Date[modifier | modifier le code]

L’ouvrage est écrit en 44 av. J.-C., vraisemblablement avant l’assassinat de Jules César aux ides de mars, car Cicéron le place dans la liste d’ouvrages qu’il énumère dans le De divinatione[2], qui était pratiquement achevé avant la mort de César. Au cours de l’année 44, Cicéron renvoie plusieurs fois au De Senectute, dans le De Officiis[3] et dans le Laelius de Amicitia[4]. Un courrier du 11 mai 44 indique qu’il l’a envoyé à Atticus, un autre du 16 juillet de la même année qu’il se réjouit du plaisir qu’il procure à Atticus[5],[6].

Manuscrits sources[modifier | modifier le code]

Les manuscrits médiévaux qui nous ont transmis le texte du De Senectute sont très nombreux, avec plusieurs centaines d’exemplaires connus.
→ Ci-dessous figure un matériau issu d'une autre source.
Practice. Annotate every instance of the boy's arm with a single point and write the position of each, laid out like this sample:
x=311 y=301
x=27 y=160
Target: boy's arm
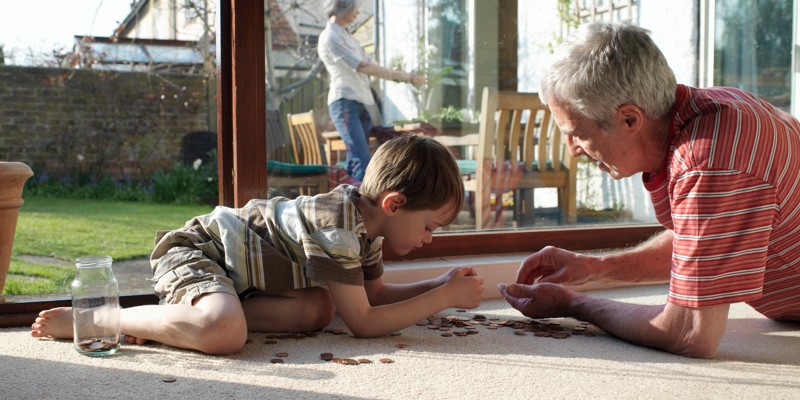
x=365 y=320
x=380 y=293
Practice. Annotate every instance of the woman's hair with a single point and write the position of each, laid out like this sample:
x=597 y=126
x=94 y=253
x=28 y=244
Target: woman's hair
x=605 y=65
x=339 y=7
x=420 y=168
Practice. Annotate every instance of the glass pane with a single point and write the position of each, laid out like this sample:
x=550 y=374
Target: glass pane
x=111 y=104
x=462 y=46
x=752 y=48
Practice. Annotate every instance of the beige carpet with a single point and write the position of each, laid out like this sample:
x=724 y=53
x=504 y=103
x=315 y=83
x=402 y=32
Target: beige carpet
x=758 y=358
Parmi ceux-ci, les plus remarquables sont [7] :

  • le Parisinus 6332 qui date du XIe siècle contient le Cato jusqu’au paragraphe 78, en écriture soignée avec des corrections, (un ms du IXe siècle, de Reims)
  • le Leidensis Vossianus O.79, du IXe siècle, accompagné de nombreuses gloses,
  • le Bruxellensis 9591 du IXe siècle,
  • le Leidensis Vossianus F. 12 du IXe ou Xe siècle, avec de nombreuses corrections du scribe et d’un relecteur (ms également du IX s.)
  • le Parisinus Nouv. Acq 454, acquis en 1888 par la Bibliothèque Nationale, datant du IXe ou Xe siècle,
  • le Vaticanus Reginensis Latinus 1587, du Xe ou XIe, dans lequel des déchirures ont éliminé plusieurs mots.(ms également du IXe siècle)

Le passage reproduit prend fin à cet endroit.